ざわざわと、各自近くの席の者と会話を交わしている。てっきり仁と奈々華が双子という件、仁の年齢についてのことを話しているのかと思えば、端々に聞こえてくる囁き声の内容は仁の主属性についてだった。
「珍しいからな。仕方ない。私も木室から報告を受けた時は正直耳を疑ったよ」
坂城が小声で仁と奈々華に話しかける。
「静かに!!」
坂城が続けざまに、今度はクラスの生徒に向かって大声を張り上げた。鶴の一声と言わんばかりに、静まり返る生徒達を見て、仁はへえと感心したような声を出した。学園長自ら二人の紹介の場に立ち会うという雑務を買って出たのは、こういうわけだったのだ。これくらいの年頃の少年少女を一喝で黙らせるとは、よほど信望があるのだろう。
「仁、奈々華…… 一番後ろに席を用意してる」
教室の後方、二つだけぽつんとある空席を指差す。
「出来るな、お前。一番後ろは途中退席しやすいんだよな」
「私の授業でそんなことしてみろ…… 殺すからな?」
へらへらと笑っていた仁も、坂城の目が本気だったので、そのまま固まってしまった。
精霊魔術師達は、その属性によって適した職業に就き、社会に貢献していく。
黄は電力、赤は火力、緑は風力、青は水力…… ダイナモ代わりになったり、新しい技術発展に大きく寄与する。従来の科学技術と、魔法の力が相互に噛み合いながら、世界をより高次へと日々運んでいく。

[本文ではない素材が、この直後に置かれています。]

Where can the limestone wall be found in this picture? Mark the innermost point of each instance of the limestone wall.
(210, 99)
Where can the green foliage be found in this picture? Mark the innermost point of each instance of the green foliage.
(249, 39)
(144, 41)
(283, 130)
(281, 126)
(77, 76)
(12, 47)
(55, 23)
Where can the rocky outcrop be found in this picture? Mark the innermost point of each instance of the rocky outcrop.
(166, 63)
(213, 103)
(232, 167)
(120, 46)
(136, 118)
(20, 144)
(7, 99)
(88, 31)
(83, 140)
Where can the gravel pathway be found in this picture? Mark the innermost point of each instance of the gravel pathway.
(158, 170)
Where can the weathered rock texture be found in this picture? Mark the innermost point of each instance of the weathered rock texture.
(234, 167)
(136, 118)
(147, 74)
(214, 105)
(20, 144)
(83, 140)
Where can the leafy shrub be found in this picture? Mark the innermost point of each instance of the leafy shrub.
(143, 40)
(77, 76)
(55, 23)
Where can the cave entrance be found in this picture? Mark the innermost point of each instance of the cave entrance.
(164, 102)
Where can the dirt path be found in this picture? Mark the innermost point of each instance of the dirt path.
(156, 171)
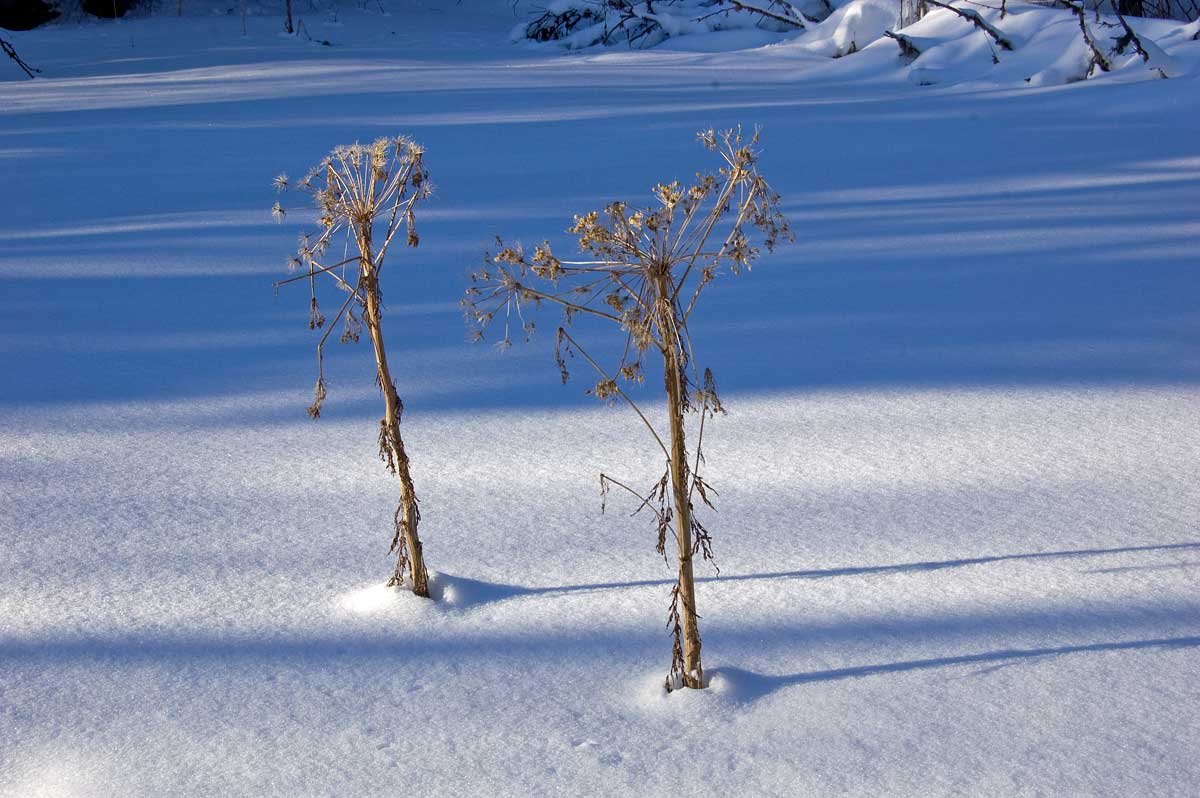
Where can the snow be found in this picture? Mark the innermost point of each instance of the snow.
(957, 522)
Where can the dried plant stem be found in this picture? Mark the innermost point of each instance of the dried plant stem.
(406, 543)
(691, 671)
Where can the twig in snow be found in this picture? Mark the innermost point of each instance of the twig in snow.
(1098, 57)
(12, 53)
(1131, 37)
(798, 21)
(907, 48)
(976, 19)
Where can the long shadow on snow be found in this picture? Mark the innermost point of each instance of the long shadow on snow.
(747, 685)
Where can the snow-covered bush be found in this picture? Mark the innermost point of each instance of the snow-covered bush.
(643, 270)
(646, 23)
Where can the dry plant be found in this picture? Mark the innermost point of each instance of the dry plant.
(11, 52)
(643, 270)
(365, 195)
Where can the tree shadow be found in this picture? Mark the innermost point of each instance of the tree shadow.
(463, 593)
(747, 687)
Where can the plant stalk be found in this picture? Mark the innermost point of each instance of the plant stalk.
(409, 514)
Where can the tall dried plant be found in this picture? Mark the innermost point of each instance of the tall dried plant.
(365, 196)
(643, 270)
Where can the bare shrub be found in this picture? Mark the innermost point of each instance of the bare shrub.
(364, 196)
(643, 271)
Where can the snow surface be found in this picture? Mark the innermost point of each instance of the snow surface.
(959, 496)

その中でも、白は医療分野で多大な需要を生み出している。
「私、こっちだったらすぐに就職出来そうだね」
仁の隣の席、奈々華が小さく呟いた。ちらりと仁を見遣る。独り言ではなく、仁に反応を求めているのは明白だった。
「……」
仁はこの世界の仕組みを貪欲に聞き入っていた。聞けば、手触りも見た目も石にしか見えないこの学園の建物も、その材質は実際は違い、精巧に似せて作られているものらしい。

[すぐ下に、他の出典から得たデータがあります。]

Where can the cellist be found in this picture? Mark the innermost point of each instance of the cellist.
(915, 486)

技術レベルは仁たちのいた世界よりも格段に上なのだということがわかり、仁は探求欲を強く刺激されていた。教壇の上、教鞭を振るう坂城も、彼の想像外の真摯さに感心したように口をすぼめている。
「お兄ちゃんは珍しい属性らしいから、難しいかもね」
「……ん、ああ。そうだね」
偶然噛みあった会話は奈々華の望むものではなかった。